The Zonnebeke Road
Morning, if this late withered light can claim
by Edmund Blunden
Some kindred with that merry flame
Which the young day was wont to fling through space!
Agony stares from each grey face.
And yet the day is come; stand down! stand down!
Your hands unclasp from rifles while you can;
The frost has pierced them to the bended bone?
Why see old Stevens there, that iron man,
Melting the ice to shave his grotesque chin!
Go ask him,, shall we win?
I never likes this bay, some foolish fear
Caught me the first time that I came here;
That dugout fallen in awakes, perhaps
Some formless haunting of some corpse's chaps.
True, and wherever we have held the line,
There were such corners, seeming-saturnine
For no good cause.
Now where the Haymarket starts,
There is no place for soldiers with weak hearts;
The minenwerfers have it to the inch.
Look, how the snow-dust whisks along the road
Piteous and silly; the stones themselves must flinch
In this east wind; the low sky like a load
Hangs over, a dead-weight.

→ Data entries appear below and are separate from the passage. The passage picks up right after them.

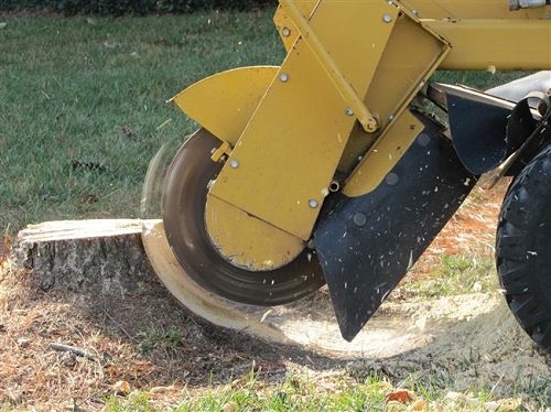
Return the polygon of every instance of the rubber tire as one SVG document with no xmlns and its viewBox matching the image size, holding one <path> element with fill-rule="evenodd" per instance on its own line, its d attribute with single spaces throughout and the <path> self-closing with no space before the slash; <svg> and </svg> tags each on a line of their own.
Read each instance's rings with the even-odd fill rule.
<svg viewBox="0 0 551 412">
<path fill-rule="evenodd" d="M 496 236 L 499 283 L 520 326 L 551 351 L 551 145 L 512 181 Z"/>
<path fill-rule="evenodd" d="M 280 305 L 317 291 L 325 278 L 309 249 L 282 268 L 250 271 L 228 262 L 213 246 L 205 228 L 205 203 L 208 182 L 222 169 L 210 160 L 210 151 L 220 143 L 199 129 L 182 145 L 165 177 L 164 230 L 181 267 L 207 291 L 251 305 Z"/>
</svg>

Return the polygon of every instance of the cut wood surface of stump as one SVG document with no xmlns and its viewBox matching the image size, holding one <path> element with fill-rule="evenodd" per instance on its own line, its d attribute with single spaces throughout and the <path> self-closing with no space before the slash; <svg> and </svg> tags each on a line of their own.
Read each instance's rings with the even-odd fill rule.
<svg viewBox="0 0 551 412">
<path fill-rule="evenodd" d="M 18 235 L 17 264 L 54 288 L 125 296 L 154 279 L 141 241 L 142 220 L 63 220 Z"/>
</svg>

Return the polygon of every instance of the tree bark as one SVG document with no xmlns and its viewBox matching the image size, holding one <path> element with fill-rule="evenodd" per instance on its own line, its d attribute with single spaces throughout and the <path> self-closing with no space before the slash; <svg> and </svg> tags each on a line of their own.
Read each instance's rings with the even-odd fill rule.
<svg viewBox="0 0 551 412">
<path fill-rule="evenodd" d="M 17 264 L 44 291 L 126 296 L 156 279 L 141 241 L 142 221 L 65 220 L 19 232 Z"/>
</svg>

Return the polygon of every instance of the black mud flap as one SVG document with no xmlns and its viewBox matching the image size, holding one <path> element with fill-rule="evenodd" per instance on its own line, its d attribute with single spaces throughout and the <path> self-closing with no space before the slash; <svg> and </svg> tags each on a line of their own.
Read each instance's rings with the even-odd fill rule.
<svg viewBox="0 0 551 412">
<path fill-rule="evenodd" d="M 515 102 L 463 86 L 432 84 L 447 106 L 455 150 L 472 173 L 486 173 L 501 164 L 522 144 L 522 137 L 507 133 Z"/>
<path fill-rule="evenodd" d="M 314 234 L 341 333 L 352 340 L 473 188 L 432 122 L 371 193 L 327 198 Z"/>
</svg>

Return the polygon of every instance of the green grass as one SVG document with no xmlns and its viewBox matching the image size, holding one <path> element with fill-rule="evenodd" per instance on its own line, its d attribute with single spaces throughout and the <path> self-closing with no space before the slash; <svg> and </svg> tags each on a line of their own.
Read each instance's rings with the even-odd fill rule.
<svg viewBox="0 0 551 412">
<path fill-rule="evenodd" d="M 107 411 L 543 411 L 551 401 L 549 381 L 531 388 L 519 382 L 518 394 L 503 398 L 496 388 L 472 388 L 465 394 L 454 392 L 434 382 L 422 382 L 410 375 L 404 380 L 391 382 L 388 378 L 368 375 L 356 379 L 346 373 L 323 380 L 290 373 L 279 383 L 263 379 L 252 370 L 235 377 L 224 386 L 207 388 L 201 393 L 183 391 L 172 406 L 159 405 L 148 391 L 138 391 L 121 399 L 107 400 Z M 396 400 L 399 392 L 408 391 L 409 399 Z M 514 392 L 515 393 L 515 392 Z M 412 409 L 417 404 L 420 409 Z M 421 405 L 424 404 L 424 409 Z"/>
<path fill-rule="evenodd" d="M 138 217 L 149 161 L 196 128 L 165 100 L 223 69 L 279 63 L 271 14 L 0 18 L 0 229 Z"/>
<path fill-rule="evenodd" d="M 406 289 L 421 300 L 452 296 L 473 292 L 495 292 L 497 281 L 494 257 L 488 254 L 460 254 L 441 257 L 431 277 L 406 280 Z"/>
<path fill-rule="evenodd" d="M 227 68 L 279 64 L 284 51 L 271 17 L 271 10 L 1 17 L 0 229 L 138 217 L 149 161 L 163 142 L 180 144 L 196 128 L 164 101 Z M 436 79 L 486 87 L 517 76 L 444 73 Z"/>
</svg>

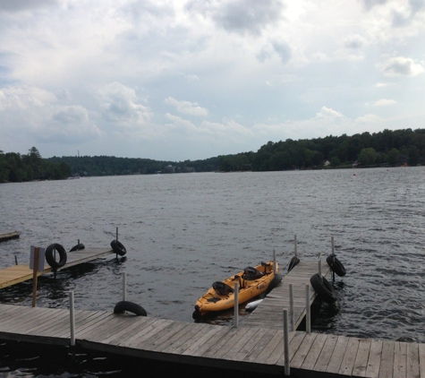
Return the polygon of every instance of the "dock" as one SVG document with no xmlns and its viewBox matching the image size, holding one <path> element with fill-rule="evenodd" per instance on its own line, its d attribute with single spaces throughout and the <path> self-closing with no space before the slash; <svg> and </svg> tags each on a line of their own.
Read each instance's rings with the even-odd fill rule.
<svg viewBox="0 0 425 378">
<path fill-rule="evenodd" d="M 327 278 L 331 270 L 326 261 L 320 261 L 322 276 Z M 319 271 L 319 262 L 300 261 L 291 271 L 285 273 L 280 284 L 263 299 L 261 305 L 257 307 L 241 327 L 265 327 L 282 329 L 282 309 L 290 308 L 289 286 L 293 286 L 293 330 L 296 330 L 306 314 L 306 285 L 310 285 L 310 305 L 317 298 L 317 294 L 310 286 L 310 277 Z M 285 274 L 285 273 L 284 273 Z"/>
<path fill-rule="evenodd" d="M 296 286 L 304 287 L 301 289 L 302 298 L 294 299 L 300 305 L 295 305 L 299 309 L 294 311 L 300 314 L 299 323 L 305 313 L 305 282 L 317 272 L 317 262 L 301 262 L 238 327 L 175 322 L 113 311 L 0 305 L 0 339 L 71 345 L 152 361 L 284 376 L 282 305 L 285 298 L 282 296 L 285 296 L 285 287 L 293 282 L 294 294 L 298 290 L 297 280 Z M 326 267 L 322 265 L 322 268 Z M 324 269 L 322 273 L 327 271 Z M 268 306 L 274 309 L 268 311 L 265 308 Z M 260 322 L 263 317 L 270 321 Z M 291 377 L 425 377 L 424 344 L 302 331 L 291 331 L 288 334 Z"/>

But what a pain
Must gnaw where its clay cheek
Crushes the shell-chopped trees that fang the plain –
The ice-bound throat gulps out a gargoyle shriek.
That wretched wire before the village line
Rattles like rusty brambles on dead bine,
And there the daylight oozes into dun;
Black pillars, those are trees where roadways run
Even Ypres now would warm our souls; fond fool,
Our tour's but one night old, seven more to cool!
O screaming dumbness, o dull clashing death,
Shreds of dead grass and willows, homes and men,
Watch as you will, men clench their chattering teeth
And freeze you back with that one hope, disdain.